Ilgiz Mustafin's personal website

Optimizing Heroku Postgres for the Free Tier

Last modified:

How to optimize a relational database schema to fit Heroku Postgres free tier limitations with a real-world example of SIBrowser.

SIBrowser is a website for browsing SIGame packages. It is a project I’ve been working on recently. Me and my friends play SIGame from time to time and we frequently need to find good packages to play. To simplify this task for us I’ve made a website which collects packages from the internet and displays different statistic for them.

The website is built using Ruby on Rails and deployed on Heroku. To optimize the costs, I am using Heroku Postgres which gives 10k rows and 1GB storage for free and Heroku Redis which gives 25MB storage for free.

I am using Sidekiq for scraping and parsing packages in background with Heroku Redis as the queue storage.

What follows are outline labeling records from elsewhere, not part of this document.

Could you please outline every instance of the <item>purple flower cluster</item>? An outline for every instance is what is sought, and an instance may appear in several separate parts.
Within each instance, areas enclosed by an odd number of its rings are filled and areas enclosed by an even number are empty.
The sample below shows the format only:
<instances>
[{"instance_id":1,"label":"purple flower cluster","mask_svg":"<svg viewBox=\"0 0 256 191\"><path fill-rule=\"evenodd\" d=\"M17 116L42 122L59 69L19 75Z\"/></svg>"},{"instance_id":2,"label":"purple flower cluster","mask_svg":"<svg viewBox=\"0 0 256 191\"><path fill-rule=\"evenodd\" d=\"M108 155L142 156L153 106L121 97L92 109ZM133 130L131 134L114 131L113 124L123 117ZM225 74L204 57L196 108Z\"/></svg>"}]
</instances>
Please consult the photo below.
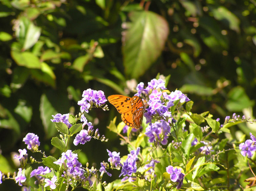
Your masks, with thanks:
<instances>
[{"instance_id":1,"label":"purple flower cluster","mask_svg":"<svg viewBox=\"0 0 256 191\"><path fill-rule=\"evenodd\" d=\"M151 123L146 128L145 134L149 137L150 143L161 142L163 145L167 144L167 139L171 132L171 127L168 123L164 120L160 122Z\"/></svg>"},{"instance_id":2,"label":"purple flower cluster","mask_svg":"<svg viewBox=\"0 0 256 191\"><path fill-rule=\"evenodd\" d=\"M112 176L112 174L107 172L107 170L106 170L106 167L108 167L108 165L107 163L105 163L104 162L100 163L100 166L101 166L100 169L100 172L102 173L107 173L108 176Z\"/></svg>"},{"instance_id":3,"label":"purple flower cluster","mask_svg":"<svg viewBox=\"0 0 256 191\"><path fill-rule=\"evenodd\" d=\"M44 179L41 176L39 176L39 175L44 175L47 173L49 173L51 172L49 167L48 166L45 166L44 168L42 166L38 166L36 169L32 171L30 174L30 177L35 176L40 180L43 180Z\"/></svg>"},{"instance_id":4,"label":"purple flower cluster","mask_svg":"<svg viewBox=\"0 0 256 191\"><path fill-rule=\"evenodd\" d=\"M68 121L68 118L69 114L57 114L55 115L52 115L53 118L53 119L51 119L51 121L52 122L61 122L66 124L68 128L70 128L72 126L72 125Z\"/></svg>"},{"instance_id":5,"label":"purple flower cluster","mask_svg":"<svg viewBox=\"0 0 256 191\"><path fill-rule=\"evenodd\" d=\"M97 107L103 105L107 101L104 92L101 90L93 90L91 88L84 90L82 95L83 98L78 101L77 104L80 106L81 112L89 112L88 109L94 105Z\"/></svg>"},{"instance_id":6,"label":"purple flower cluster","mask_svg":"<svg viewBox=\"0 0 256 191\"><path fill-rule=\"evenodd\" d=\"M76 136L73 143L76 146L79 143L84 144L86 142L90 141L91 138L92 137L88 135L87 130L83 129Z\"/></svg>"},{"instance_id":7,"label":"purple flower cluster","mask_svg":"<svg viewBox=\"0 0 256 191\"><path fill-rule=\"evenodd\" d=\"M197 142L197 139L196 138L195 138L195 139L191 143L191 146L193 146L196 144ZM211 151L213 151L213 150L212 150L212 147L211 146L209 145L209 144L208 143L206 143L204 141L201 141L200 142L204 144L205 145L201 147L198 149L199 151L202 154L208 155L210 154Z\"/></svg>"},{"instance_id":8,"label":"purple flower cluster","mask_svg":"<svg viewBox=\"0 0 256 191\"><path fill-rule=\"evenodd\" d=\"M144 169L146 170L147 170L145 173L146 180L149 181L151 180L151 175L155 172L154 169L156 164L159 162L159 161L153 159L149 163L145 165ZM155 178L156 176L156 174L154 174L153 178Z\"/></svg>"},{"instance_id":9,"label":"purple flower cluster","mask_svg":"<svg viewBox=\"0 0 256 191\"><path fill-rule=\"evenodd\" d=\"M26 165L27 161L28 161L28 155L27 154L27 150L24 149L23 150L19 149L19 152L20 155L16 155L13 157L13 158L18 159L20 163L22 165Z\"/></svg>"},{"instance_id":10,"label":"purple flower cluster","mask_svg":"<svg viewBox=\"0 0 256 191\"><path fill-rule=\"evenodd\" d=\"M124 176L126 175L131 176L133 173L135 173L137 171L137 165L136 162L138 159L138 155L140 152L140 148L138 147L136 151L133 150L131 151L130 154L128 155L128 158L124 162L122 166L121 173L119 175L120 177L121 175Z\"/></svg>"},{"instance_id":11,"label":"purple flower cluster","mask_svg":"<svg viewBox=\"0 0 256 191\"><path fill-rule=\"evenodd\" d=\"M25 144L28 145L27 148L28 149L32 151L36 151L38 150L38 146L40 146L38 138L37 135L29 133L23 138L23 141L25 142Z\"/></svg>"},{"instance_id":12,"label":"purple flower cluster","mask_svg":"<svg viewBox=\"0 0 256 191\"><path fill-rule=\"evenodd\" d=\"M109 158L108 159L108 161L110 163L111 167L115 166L116 167L119 168L122 166L120 161L121 159L120 158L120 152L116 152L115 151L111 152L109 150L107 149L107 151L108 153L108 156Z\"/></svg>"},{"instance_id":13,"label":"purple flower cluster","mask_svg":"<svg viewBox=\"0 0 256 191\"><path fill-rule=\"evenodd\" d=\"M56 185L55 183L57 181L57 177L56 176L53 176L53 177L50 180L49 179L47 178L44 180L44 182L45 184L44 185L44 187L46 187L48 186L50 186L51 189L54 189L56 188Z\"/></svg>"},{"instance_id":14,"label":"purple flower cluster","mask_svg":"<svg viewBox=\"0 0 256 191\"><path fill-rule=\"evenodd\" d=\"M148 95L150 92L153 90L157 90L158 89L165 90L165 84L164 82L161 79L157 80L153 79L148 83L148 86L144 88L144 83L140 82L138 84L136 89L138 92L134 95L140 96L141 94L143 94L146 96Z\"/></svg>"},{"instance_id":15,"label":"purple flower cluster","mask_svg":"<svg viewBox=\"0 0 256 191\"><path fill-rule=\"evenodd\" d=\"M251 139L247 139L239 145L241 154L244 157L247 155L249 158L251 158L253 152L256 151L256 138L251 133L250 133L250 135Z\"/></svg>"},{"instance_id":16,"label":"purple flower cluster","mask_svg":"<svg viewBox=\"0 0 256 191\"><path fill-rule=\"evenodd\" d=\"M134 128L133 128L132 129L132 132L137 132L138 131L138 130L139 129L140 129L141 128L141 127L140 127L140 128L139 128L138 129L136 129ZM128 126L128 125L125 125L124 127L124 128L123 128L123 133L126 133L127 132L127 130L128 129L128 128L129 127Z\"/></svg>"},{"instance_id":17,"label":"purple flower cluster","mask_svg":"<svg viewBox=\"0 0 256 191\"><path fill-rule=\"evenodd\" d=\"M26 179L25 175L25 171L23 171L23 172L22 172L21 168L19 168L18 170L19 171L17 174L17 176L15 177L14 179L16 183L19 182L18 184L19 186L22 186L21 183L25 182Z\"/></svg>"},{"instance_id":18,"label":"purple flower cluster","mask_svg":"<svg viewBox=\"0 0 256 191\"><path fill-rule=\"evenodd\" d=\"M170 174L171 180L173 182L177 182L178 185L176 187L177 189L180 188L183 183L185 174L181 173L181 169L177 167L174 168L173 167L169 165L166 167L166 172Z\"/></svg>"},{"instance_id":19,"label":"purple flower cluster","mask_svg":"<svg viewBox=\"0 0 256 191\"><path fill-rule=\"evenodd\" d=\"M85 178L84 170L81 168L82 165L78 161L77 154L73 153L71 150L62 153L61 158L53 163L60 166L63 165L66 167L67 172L63 172L65 174L71 174L76 177L77 180L82 180Z\"/></svg>"}]
</instances>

Heroku Redis’s free tier is enough for the current workload with < 1MB used out of 25MB provided in the free tier.

However, Heroku Postgres’s free tier limit of 10k rows is very noticeable in this project.

Optimizing the database for cost

Trying to fit the application into Heroku Postgres’s free tier requires some considerations to the database architecture. Let’s look at a very high level ER model for the project.

This diagram more or less represents the business domain of the application. Author can have zero or more packages. Package can have zero or more tags and rounds. Rounds can have zero or more themes. Themes can have zero or more questions.

Ideally, we might want to have our database normalized to the third or fourth normal form. However, each normalization step will generate more and more rows.

Depending on the specific queries which we want to support, we can denormalize some entities.

Step 1: the Main Table

Examining the ER diagram we see that Package seems to be the central entity. In fact, we can try to make all of the other entites to be attributes of Package.

We can store tags and authors of a package simply as string arrays. The round-theme-question, called collectively as structure, can be also modeled using nested arrays or hashes.

Storing objects in a database can be done using ActiveRecord’s serialize method. The underlying fields in the table should be text or string type.

class Package < ApplicationRecord
  serialize :authors, Array
  serialize :structure, Hash
  serialize :tags, Array
end

This approach allows us to compress the whole ER model to just one table. However, the database is now in an unnormalized form but at least we have the primary key id for packages.

In fact, this structure allows us to do several types of queries. We can show a list of packages, retrieve information about a specific package by id. We can even sort packages by authors using indices, given we always sort authors before writing to the database.

Step 2: Searching by Authors using JSONB indices

Since Heroku Postgres’s free tier doesn’t have a limit on the amount of indices, we can make an inverted index on the authors column for efficient searching, but first we need to convert these columns to JSONB.

After the columns are converted to JSONB, we don’t need to explicitly tell AR to serialize the fields. They will be automatically converted to and from JSONB on access.

We will use case insensitive search for searching packages by authors because often author names are using inconsistent capitalization in packages.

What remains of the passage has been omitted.